NOTE 8. INITIAL BUSINESS COMBINATION

 Initial business combination

 

On August 3, 2022, INFINT entered into the Business Combination Agreement with Merger Sub and Seamless. The Business Combination Agreement was unanimously approved by INFINT’s board of directors. If the Business Combination Agreement is approved by INFINT’s shareholders (and the other closing conditions are satisfied or waived in accordance with the Business Combination Agreement), and the transactions contemplated by the Business Combination Agreement are consummated, Merger Sub will merge with and into Seamless, with Seamless surviving the Merger as a wholly owned subsidiary of INFINT. The Business Combination Agreement was amended on October 20, 2022, November 29, 2022 and February 20, 2023.

 

Merger Consideration

 

Under the Business Combination Agreement, Seamless Shareholders are expected to receive Seamless Value in aggregate consideration in the form of New INFINT Ordinary Shares, equal to the quotient obtained by dividing (i) the Seamless Value by (ii) $10.00.

 

 

INFINT ACQUISITION CORPORATION

NOTES TO FINANCIAL STATEMENTS

 

At the effective time, by virtue of the Merger:

 

all shares of Seamless issued and outstanding immediately prior to the effective time will be cancelled and converted into the right to receive, in accordance with the terms of the Business Combination Agreement and the Payment Spreadsheet, the number of New INFINT Ordinary Shares set forth in the Payment Spreadsheet;
   
Seamless options that are outstanding immediately prior to the effective time, whether vested or unvested, will be converted into the Exchanged Options in accordance with the terms of the Company Equity Plan, the Business Combination Agreement and the Payment Spreadsheet.

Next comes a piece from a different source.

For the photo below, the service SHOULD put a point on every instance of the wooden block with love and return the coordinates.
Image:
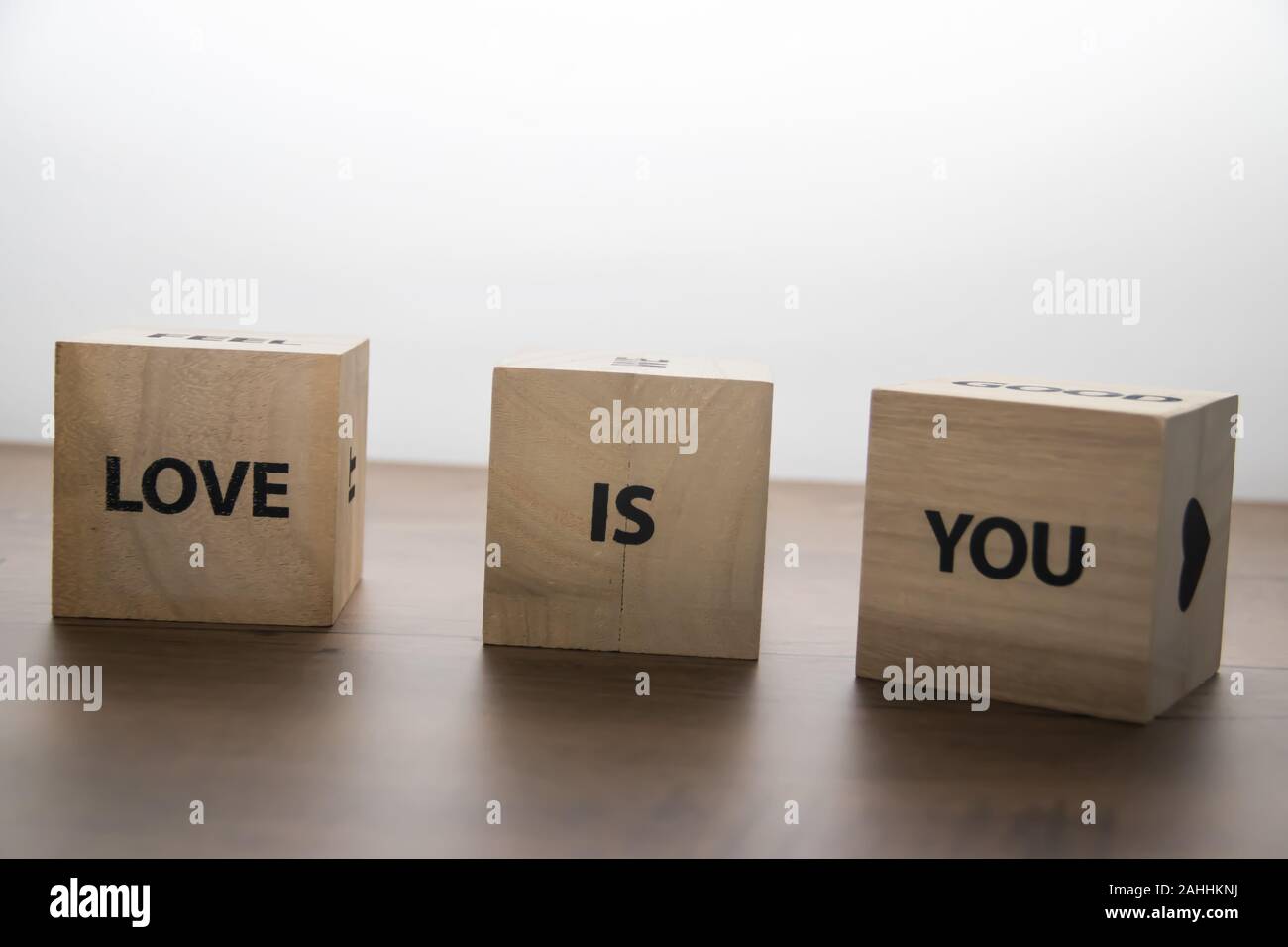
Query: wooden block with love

Following the effective time, the Exchanged Options will continue to be governed by the same terms and conditions (including vesting and exercisability terms) as were applicable to the corresponding former Seamless option(s) immediately prior to the effective time.
   
the RSUs that are outstanding immediately prior to the effective time will be converted into the Exchanged RSUs in accordance with the terms of the Company Equity Plan, the Business Combination Agreement and the Payment Spreadsheet. Following the effective time, the Exchanged RSUs will continue to be governed by the same terms and conditions (including vesting and exercisability terms) as were applicable to the corresponding former Seamless RSUs immediately prior to the effective time.

 

Proxy Statement/Prospectus and INFINT Shareholder Meeting

 

INFINT and Seamless filed with the SEC a Registration Statement on Form S-4 on September 30, 2022, as amended on December 1, 2022, February 13, 2023, April 18, 2023, June 9, 2023, August 11, 2023, December 7, 2023, and April 22, 2024, which included a proxy statement/prospectus that will be used as a proxy statement to be used in connection with the special meeting of the INFINT shareholders to be held to consider approval and adoption of (i) the Business Combination Agreement and the transactions contemplated therein, (ii) the issuance of New INFINT Ordinary Shares as contemplated by the Business Combination Agreement, (iii) the INFINT Amended and Restated Memorandum and Articles and (iv) any other proposals the parties deem necessary or desirable to effectuate the transactions contemplated by the Business Combination Agreement.